[cgl_discussion] Some Comments for App. Heartbeat Service

Zhuang, Louis louis.zhuang at intel.com
Sat Sep 28 20:29:53 PDT 2002


Dear All,
        Following  are our comments for Application Heartbeat. Wish to be
helpful. 
With regards. 
-Adam & Louis


1. Comments for Design:
        a. Loose-Couple Design Might Be Better
        In current design, an application cannot have heartbeat without
heartbeat monitor. Contrastively, human being has heartbeat without a
stethoscope. :) There is something unnatural. The application heartbeat
framework should allow an application to own heartbeat even though monitor
daemon is not running. The monitor should auto-probe existing applications'
heartbeat and should auto-discover new added heartbeat-enabled applications.
That is, in application's register phase, the application should not
establish a direct communication channel with the monitor. Instead, it
should left some information (such as it's id, recovery script etc.) in some
special place (such as /var/hbspool/<app_name>). The monitor can find these
heartbeat-enabled applications later automatically. There are several
advantages:
                i. Applications do not depends on the monitor. During
applications' life cycle, the monitor may crash without influencing
applications in current design. So why must the monitor be there at the
start time of application?
                ii. Monitor can probe application heartbeat without any
persistence registration information. In current design, monitor leaves a
persistence file in order to restore session information in the next
execution. But... if the monitor crashes accidentally, the persistence file
may be not consistent at all. Restoring from such a file will causes ANY
problems.
                iii. World will be peace.:) Monitor and monitee is not tight
couple inherently. Just think if all monitors (resource monitor, heartbeat
monitor, performance monitor etc) work in this way, what a big precondition
it is for running an all-enabled application!

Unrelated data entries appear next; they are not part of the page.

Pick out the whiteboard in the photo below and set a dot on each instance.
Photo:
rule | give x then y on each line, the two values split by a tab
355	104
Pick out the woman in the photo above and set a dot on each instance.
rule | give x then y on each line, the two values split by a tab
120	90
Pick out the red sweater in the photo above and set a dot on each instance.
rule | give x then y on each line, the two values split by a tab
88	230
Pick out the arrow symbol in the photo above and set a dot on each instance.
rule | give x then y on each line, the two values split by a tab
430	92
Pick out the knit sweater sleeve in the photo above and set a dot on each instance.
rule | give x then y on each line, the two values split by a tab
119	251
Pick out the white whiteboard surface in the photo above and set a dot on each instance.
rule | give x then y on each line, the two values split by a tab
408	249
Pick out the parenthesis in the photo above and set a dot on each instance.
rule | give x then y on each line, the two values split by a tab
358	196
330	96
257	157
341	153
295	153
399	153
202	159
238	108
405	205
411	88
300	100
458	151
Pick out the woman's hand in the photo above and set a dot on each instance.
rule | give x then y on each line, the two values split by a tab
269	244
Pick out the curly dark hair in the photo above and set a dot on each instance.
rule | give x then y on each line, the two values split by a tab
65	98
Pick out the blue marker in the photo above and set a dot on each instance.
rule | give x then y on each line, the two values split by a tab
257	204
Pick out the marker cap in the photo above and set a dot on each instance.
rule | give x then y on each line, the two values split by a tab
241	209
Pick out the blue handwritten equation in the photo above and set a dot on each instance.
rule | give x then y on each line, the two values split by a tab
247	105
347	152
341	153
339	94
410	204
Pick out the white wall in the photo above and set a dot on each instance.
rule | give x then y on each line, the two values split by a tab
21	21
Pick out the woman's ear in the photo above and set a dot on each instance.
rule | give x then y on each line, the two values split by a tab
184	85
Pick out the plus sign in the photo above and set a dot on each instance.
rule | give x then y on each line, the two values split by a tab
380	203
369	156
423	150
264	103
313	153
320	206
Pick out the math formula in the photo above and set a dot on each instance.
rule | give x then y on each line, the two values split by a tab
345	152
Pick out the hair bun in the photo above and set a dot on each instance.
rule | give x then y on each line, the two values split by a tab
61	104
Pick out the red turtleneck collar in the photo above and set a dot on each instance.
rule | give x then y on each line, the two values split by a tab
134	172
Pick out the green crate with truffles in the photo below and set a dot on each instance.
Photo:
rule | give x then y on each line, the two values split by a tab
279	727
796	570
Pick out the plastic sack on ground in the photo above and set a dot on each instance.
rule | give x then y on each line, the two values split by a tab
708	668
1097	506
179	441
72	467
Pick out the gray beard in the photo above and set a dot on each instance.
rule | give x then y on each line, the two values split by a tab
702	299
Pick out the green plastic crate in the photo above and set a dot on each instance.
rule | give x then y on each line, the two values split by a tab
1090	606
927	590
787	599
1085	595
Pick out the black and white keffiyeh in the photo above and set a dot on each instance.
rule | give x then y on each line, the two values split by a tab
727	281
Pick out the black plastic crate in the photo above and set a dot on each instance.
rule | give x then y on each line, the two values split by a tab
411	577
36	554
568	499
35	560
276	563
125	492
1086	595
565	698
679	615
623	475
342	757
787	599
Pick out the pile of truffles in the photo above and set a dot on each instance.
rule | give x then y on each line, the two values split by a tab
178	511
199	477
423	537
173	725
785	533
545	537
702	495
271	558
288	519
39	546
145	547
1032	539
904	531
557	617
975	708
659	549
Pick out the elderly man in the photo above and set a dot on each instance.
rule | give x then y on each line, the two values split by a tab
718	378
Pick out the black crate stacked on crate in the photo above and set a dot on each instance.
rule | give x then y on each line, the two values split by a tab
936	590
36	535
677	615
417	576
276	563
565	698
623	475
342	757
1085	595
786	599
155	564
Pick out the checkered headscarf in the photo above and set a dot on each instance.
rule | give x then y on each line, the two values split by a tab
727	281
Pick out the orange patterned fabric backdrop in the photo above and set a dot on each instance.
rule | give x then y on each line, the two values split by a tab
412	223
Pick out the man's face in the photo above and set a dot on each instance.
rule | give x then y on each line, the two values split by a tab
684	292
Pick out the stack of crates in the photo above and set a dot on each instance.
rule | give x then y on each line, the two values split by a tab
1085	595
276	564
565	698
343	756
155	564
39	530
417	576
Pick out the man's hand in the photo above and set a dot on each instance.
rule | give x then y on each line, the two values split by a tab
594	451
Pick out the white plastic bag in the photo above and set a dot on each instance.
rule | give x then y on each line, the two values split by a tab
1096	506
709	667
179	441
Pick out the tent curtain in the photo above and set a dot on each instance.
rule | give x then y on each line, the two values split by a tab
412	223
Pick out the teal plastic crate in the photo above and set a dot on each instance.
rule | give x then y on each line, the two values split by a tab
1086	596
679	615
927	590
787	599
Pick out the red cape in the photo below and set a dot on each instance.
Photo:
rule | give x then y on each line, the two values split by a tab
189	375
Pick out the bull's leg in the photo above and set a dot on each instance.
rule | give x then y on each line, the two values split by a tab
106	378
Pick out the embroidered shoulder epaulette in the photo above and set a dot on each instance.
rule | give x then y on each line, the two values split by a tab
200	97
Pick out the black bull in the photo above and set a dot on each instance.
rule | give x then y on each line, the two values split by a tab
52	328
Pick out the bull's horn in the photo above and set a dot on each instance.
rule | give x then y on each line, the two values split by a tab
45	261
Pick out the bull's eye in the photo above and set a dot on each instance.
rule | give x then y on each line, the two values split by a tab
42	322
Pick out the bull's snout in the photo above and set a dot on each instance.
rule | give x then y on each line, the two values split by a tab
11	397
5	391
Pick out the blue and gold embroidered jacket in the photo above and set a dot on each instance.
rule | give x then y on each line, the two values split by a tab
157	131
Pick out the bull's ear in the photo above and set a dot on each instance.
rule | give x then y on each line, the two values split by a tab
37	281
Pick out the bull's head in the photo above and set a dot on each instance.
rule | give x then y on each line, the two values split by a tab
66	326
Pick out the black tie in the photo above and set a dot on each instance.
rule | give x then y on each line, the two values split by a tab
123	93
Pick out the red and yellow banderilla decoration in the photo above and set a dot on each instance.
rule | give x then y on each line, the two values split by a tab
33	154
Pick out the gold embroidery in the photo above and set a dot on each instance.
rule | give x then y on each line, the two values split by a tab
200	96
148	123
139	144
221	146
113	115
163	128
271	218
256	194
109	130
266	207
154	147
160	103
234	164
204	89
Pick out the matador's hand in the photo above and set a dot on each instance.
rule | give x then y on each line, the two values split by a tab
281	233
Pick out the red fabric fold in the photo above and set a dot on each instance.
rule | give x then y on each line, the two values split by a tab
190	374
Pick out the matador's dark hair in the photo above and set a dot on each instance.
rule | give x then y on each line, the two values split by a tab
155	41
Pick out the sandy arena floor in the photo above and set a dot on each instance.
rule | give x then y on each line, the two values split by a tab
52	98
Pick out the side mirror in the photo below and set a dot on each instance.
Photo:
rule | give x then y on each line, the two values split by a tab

        b. Design Might Be Friendly With Unix Script
        Inittab might not be good place for ANY daemon. /etc/init.d/ might
be better. Spawning the monitor from crash is relatively easy. If employing
loose couple design pervious, the monitor can be started any time, so you
can put it with his monitees in any sequence.
        c. Design Might Consider Security/Safety
        The monitor will execute 'recovery script' when monitee is dead or
hard to response. It is a security hole. Any malice application can make
monitor execute a script. There are some technically problems for the
monitor telling monitee's id in IPC. (See also James' comments
http://bugzilla.carrierlinux.org/show_bug.cgi?id=701). By the way, in
loose-couple design, monitor know who is the monitee instead of just a guy
on the other side of IPC. So the problem is much easier.
2. Comments for Implementation
        a. Daemon
        Steven's UNP is perfect. But... there is already a daemon() function
in Unics. So... why copy&paste it from UNP?
        b. One registration, One thread
        The monitor spawns a thread for one registration. It is prone to
exhaust resources. About 200 registrations, in our testing, the monitor
occupies >400MB memory and performance is not acceptable.
3. Trivial Comments
        a. Misuse function 'strtol'
        There is such a code segment in source.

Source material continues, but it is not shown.